Los docentes e investigadores de la Universidad Nacional de Rosario (COAD) profundizarán drásticamente sus medidas de fuerza con un paro total de actividades que se extenderá durante una semana completa, desde el lunes 15 hasta el sábado 20 de junio. La histórica huelga, coordinada a nivel nacional con la Conadu Histórica, estará acompañada por una masiva movilización frente a los Tribunales Federales de Rosario. El objetivo central de la protesta es exigir la inmediata implementación de la Ley de Financiamiento Universitario, una normativa aprobada por el Congreso que contempla la recomposición salarial de los trabajadores, la actualización de las becas estudiantiles y el ajuste de las partidas presupuestarias indispensables para el funcionamiento básico de las facultades de la ciudad ante el ahogo financiero de la Casa Rosada.

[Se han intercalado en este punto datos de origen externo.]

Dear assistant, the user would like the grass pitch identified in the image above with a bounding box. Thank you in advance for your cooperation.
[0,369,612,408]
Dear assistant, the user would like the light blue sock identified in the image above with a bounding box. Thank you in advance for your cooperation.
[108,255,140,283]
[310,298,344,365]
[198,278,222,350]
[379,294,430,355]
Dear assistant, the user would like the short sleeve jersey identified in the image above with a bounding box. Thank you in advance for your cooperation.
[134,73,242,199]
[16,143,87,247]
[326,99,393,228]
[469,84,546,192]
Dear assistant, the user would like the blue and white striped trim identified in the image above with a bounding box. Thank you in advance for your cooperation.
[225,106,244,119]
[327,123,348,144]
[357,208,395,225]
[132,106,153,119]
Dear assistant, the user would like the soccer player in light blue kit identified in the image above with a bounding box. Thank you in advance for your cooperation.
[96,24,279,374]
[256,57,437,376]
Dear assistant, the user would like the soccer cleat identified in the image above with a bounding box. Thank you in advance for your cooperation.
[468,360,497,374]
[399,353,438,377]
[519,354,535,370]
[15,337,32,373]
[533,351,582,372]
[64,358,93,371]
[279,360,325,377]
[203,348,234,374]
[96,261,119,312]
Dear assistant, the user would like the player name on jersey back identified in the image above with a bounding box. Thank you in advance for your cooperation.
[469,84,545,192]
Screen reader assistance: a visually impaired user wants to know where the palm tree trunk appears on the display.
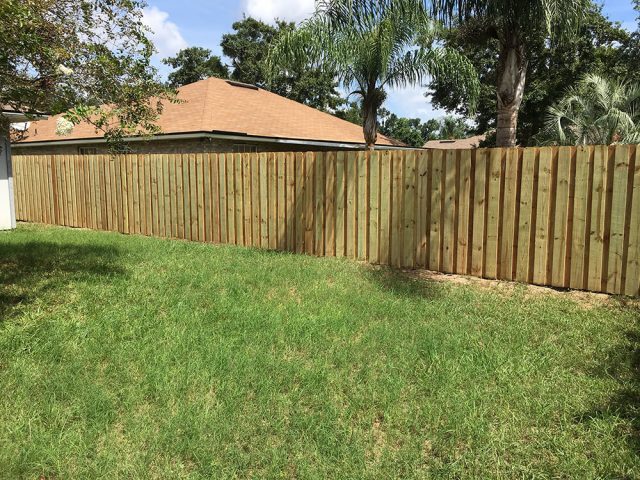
[496,38,527,147]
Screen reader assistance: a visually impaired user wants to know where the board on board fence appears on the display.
[8,145,640,295]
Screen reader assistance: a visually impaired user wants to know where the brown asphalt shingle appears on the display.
[20,78,397,145]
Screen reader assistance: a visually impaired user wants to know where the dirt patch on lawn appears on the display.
[402,270,640,309]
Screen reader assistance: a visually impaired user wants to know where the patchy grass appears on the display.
[0,225,640,479]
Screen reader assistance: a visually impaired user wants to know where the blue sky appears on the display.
[145,0,636,120]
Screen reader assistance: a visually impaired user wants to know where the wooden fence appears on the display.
[13,145,640,295]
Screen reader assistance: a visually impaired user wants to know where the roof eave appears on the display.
[13,132,409,150]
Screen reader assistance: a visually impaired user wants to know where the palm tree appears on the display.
[542,75,640,145]
[267,0,478,148]
[424,0,591,147]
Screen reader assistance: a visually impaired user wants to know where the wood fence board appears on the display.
[400,152,418,268]
[484,149,503,278]
[471,149,489,277]
[224,153,237,244]
[196,153,206,242]
[415,151,430,267]
[455,149,474,274]
[325,152,336,256]
[257,153,273,248]
[442,150,459,273]
[624,147,640,295]
[550,147,571,287]
[368,150,380,263]
[293,153,305,253]
[214,153,229,243]
[515,149,537,282]
[250,153,263,247]
[276,153,289,250]
[584,147,609,291]
[345,152,358,258]
[379,151,393,265]
[313,153,326,256]
[429,150,444,271]
[605,145,631,293]
[391,151,405,267]
[354,152,369,260]
[533,148,555,285]
[267,153,278,250]
[303,152,316,255]
[284,153,296,252]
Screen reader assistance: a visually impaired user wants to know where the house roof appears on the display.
[422,135,486,150]
[19,78,403,146]
[0,104,46,122]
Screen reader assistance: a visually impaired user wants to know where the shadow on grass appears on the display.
[577,305,640,464]
[366,266,442,298]
[0,242,125,321]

La definición del plan de lucha nacional se consolidó tras un plenario de secretarios generales de la Federación Nacional de Docentes Universitarios (Conadu), del cual participó activamente la delegación rosarina. Ante la persistente negativa del presidente Javier Milei de aplicar la ley, el frente gremial unificado resolvió trasladar el reclamo a las puertas del Poder Judicial de todo el país, instando a la Corte Suprema de Justicia de la Nación a que dicte sentencia de manera urgente en favor del cumplimiento de la normativa. Durante el debate de las conducciones, el sindicato rosarino COAD plantó una postura de máxima dureza al proponer formalmente decretar un paro por tiempo indeterminado a partir de este mes de junio y convocar a una votación nacional general para definir el no inicio de las clases del segundo cuatrimestre, aunque finalmente el consenso de las secretarías generales se unificó en la huelga semanal y la exigencia de paritarias en el ámbito de la negociación colectiva.

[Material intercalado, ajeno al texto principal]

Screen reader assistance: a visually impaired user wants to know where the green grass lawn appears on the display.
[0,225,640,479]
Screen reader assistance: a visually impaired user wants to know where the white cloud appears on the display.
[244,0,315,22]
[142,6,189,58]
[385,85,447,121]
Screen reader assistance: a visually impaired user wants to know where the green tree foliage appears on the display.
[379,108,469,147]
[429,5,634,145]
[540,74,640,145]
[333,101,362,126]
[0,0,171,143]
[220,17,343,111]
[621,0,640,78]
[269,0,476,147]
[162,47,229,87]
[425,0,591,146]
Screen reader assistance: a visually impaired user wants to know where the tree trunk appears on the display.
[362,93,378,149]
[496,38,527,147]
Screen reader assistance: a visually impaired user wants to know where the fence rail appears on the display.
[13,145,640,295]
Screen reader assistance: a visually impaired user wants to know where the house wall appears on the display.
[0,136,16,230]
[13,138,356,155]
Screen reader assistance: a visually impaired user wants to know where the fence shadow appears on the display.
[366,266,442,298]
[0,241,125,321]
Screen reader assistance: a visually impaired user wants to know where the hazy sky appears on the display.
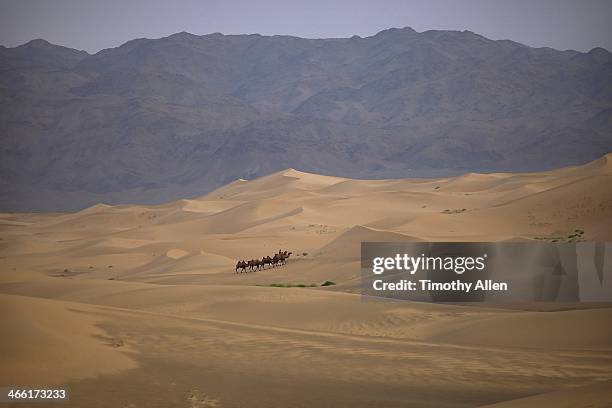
[0,0,612,52]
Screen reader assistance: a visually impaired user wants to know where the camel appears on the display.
[236,261,249,273]
[236,249,293,273]
[248,259,259,271]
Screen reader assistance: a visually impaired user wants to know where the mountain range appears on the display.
[0,28,612,211]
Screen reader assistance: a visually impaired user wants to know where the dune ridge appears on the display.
[0,155,612,407]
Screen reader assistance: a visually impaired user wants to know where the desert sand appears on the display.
[0,154,612,407]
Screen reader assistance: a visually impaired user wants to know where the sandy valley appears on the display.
[0,154,612,407]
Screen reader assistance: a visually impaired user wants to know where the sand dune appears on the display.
[0,155,612,407]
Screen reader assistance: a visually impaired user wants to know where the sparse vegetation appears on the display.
[264,283,317,288]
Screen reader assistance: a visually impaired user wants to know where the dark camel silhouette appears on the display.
[236,249,293,273]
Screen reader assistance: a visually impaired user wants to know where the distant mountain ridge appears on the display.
[0,28,612,211]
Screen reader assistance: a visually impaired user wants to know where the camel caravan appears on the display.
[236,250,293,273]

En el marco del plenario de Conadu, el secretario general de COAD, Federico Gayoso, expuso con cifras alarmantes el violento retroceso socioeconómico que atraviesa el cuerpo de profesores de la UNR. El referente gremial rosarino fue categórico respecto al desfasaje de los ingresos y manifestó textualmente: “Según lo que establece la ley, hoy deberíamos tener un aumento del 53,8% solo para estar igual que el último día del gobierno de Alberto Fernández”. Asimismo, el dirigente explicó que la legislación nacional establece un esquema de paritaria trimestral con piso en el Índice de Precios al Consumidor (IPC) para recuperar el terreno perdido en los últimos dos años, aunque aclaró de forma crítica: “Aseguramos que seguimos al menos igual que el IPC, no digo igual que la inflación porque tenemos ciertas dudas respecto a lo que mide el Indec”.

La denuncia de COAD apunta también al millonario perjuicio acumulado por el incumplimiento normativo del Gobierno federal. Gayoso detalló en sus declaraciones que la aplicación efectiva de la ley debe incorporar de forma obligatoria un retroactivo que compute los aumentos adeudados desde octubre —momento en que se sancionó la normativa— hasta la fecha actual, advirtiendo que la masa de recursos que el Ejecutivo retuvo ilegalmente durante todos estos meses equivale hoy al valor de cuatro salarios completos por trabajador.

Hacia el cierre del debate, el titular del gremio local justificó la necesidad de avanzar hacia medidas de fuerza terminales ante la degradación del poder adquisitivo en las aulas de Rosario, lanzando un duro reproche a la pasividad de otros sectores: “Hace dos años que estamos cobrando salarios miserables y endeudándonos. ¿Qué más tiene que ocurrir para que hagamos un paro por tiempo indeterminado? Para tener el mismo salario que en 2015 necesitamos un 108% de aumento, hoy laburamos el doble para poder comprar lo mismo”, sentenció con dureza. En esa misma línea, Federico Gayoso concluyó que “el salario no para de caer y nos estamos comiendo todos los abusos, los ajustes, el maltrato, el descuento, el desprestigio de lo que hacemos, se cagan en la ley y en los fallos judiciales”, ratificando que las bases universitarias rosarinas sostendrán el cese de actividades y la ocupación del espacio público hasta que la Corte Suprema obligue al Poder Ejecutivo a respetar el presupuesto educativo.